Step 2: Verify the meta tags are complete and absolute

Minimum viable set:

<meta property="og:title" content="Article title" />
<meta property="og:description" content="One-sentence summary" />
<meta property="og:image" content="https://yourdomain.com/og/article.png" />
<meta property="og:image:width" content="1200" />
<meta property="og:image:height" content="630" />
<meta property="og:url" content="https://yourdomain.com/articles/article-slug/" />
<meta property="og:type" content="article" />

<meta name="twitter:card" content="summary_large_image" />
<meta name="twitter:image" content="https://yourdomain.com/og/article.png" />

In Astro / Next.js, force absolute URLs with a helper:

// src/lib/og.ts
const SITE = import.meta.env.PUBLIC_SITE_URL ?? "https://yourdomain.com";
export const absoluteOg = (path: string) =>
  path.startsWith("http") ? path : `${SITE}${path.startsWith("/") ? "" : "/"}${path}`;

Step 3: Confirm the crawler can actually fetch the image

# Pull as the Facebook crawler
curl -A "facebookexternalhit/1.1 (+http://www.facebook.com/externalhit_uatext.php)" \
  -I "https://yourdomain.com/og/article.png"

# Expect:
# HTTP/2 200
# content-type: image/png
# content-length: < 5000000

A 403 / 401 / 302 means auth or routing is blocking the crawler. Make the path public (whitelist the crawler UA at the CDN, or move the image into the static public/ directory).

Step 4: Force a re-scrape

Every debugger has a “Scrape again” / “Re-scrape” / “Refresh” button:

  • Facebook Debugger: paste URL → “Debug” → “Scrape Again”
  • LinkedIn Post Inspector: paste URL → auto-rescrapes (cache ~7 days)
  • Twitter (opengraph.dev): paste URL → “Refresh”
  • Telegram: DM @WebpageBot the URL, hit “refresh” in the reply

For bulk refreshes, script the Facebook Graph API ?scrape=true:

curl -X POST "https://graph.facebook.com/?id=https://yourdomain.com/articles/foo&scrape=true&access_token=$FB_TOKEN"

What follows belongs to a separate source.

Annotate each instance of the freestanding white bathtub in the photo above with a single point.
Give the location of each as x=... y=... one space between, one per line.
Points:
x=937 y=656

Step 5: Re-export the image to spec if it’s the wrong size

Export at 1200×630 PNG or JPEG, target 300KB–1MB:

# ImageMagick one-liner
convert input.png -resize 1200x630^ -gravity center -extent 1200x630 -quality 85 og.png

# Or sharp (Node.js)
npx sharp-cli -i input.png -o og.png resize 1200 630 --fit cover

Avoid SVG (poor support) and GIF (animated frames usually pick an ugly still).

Prevention

  • Standardize on 1200×630 PNG/JPG OG images, file size under 1MB; avoid SVG / GIF / WebP.
  • Use a helper to coerce og:image and og:url to absolute URLs so per-article authors can’t get it wrong.
  • Add a CI check that curl -A facebookexternalhit ... fetches each new article’s og:image and asserts 200 + correct content-type.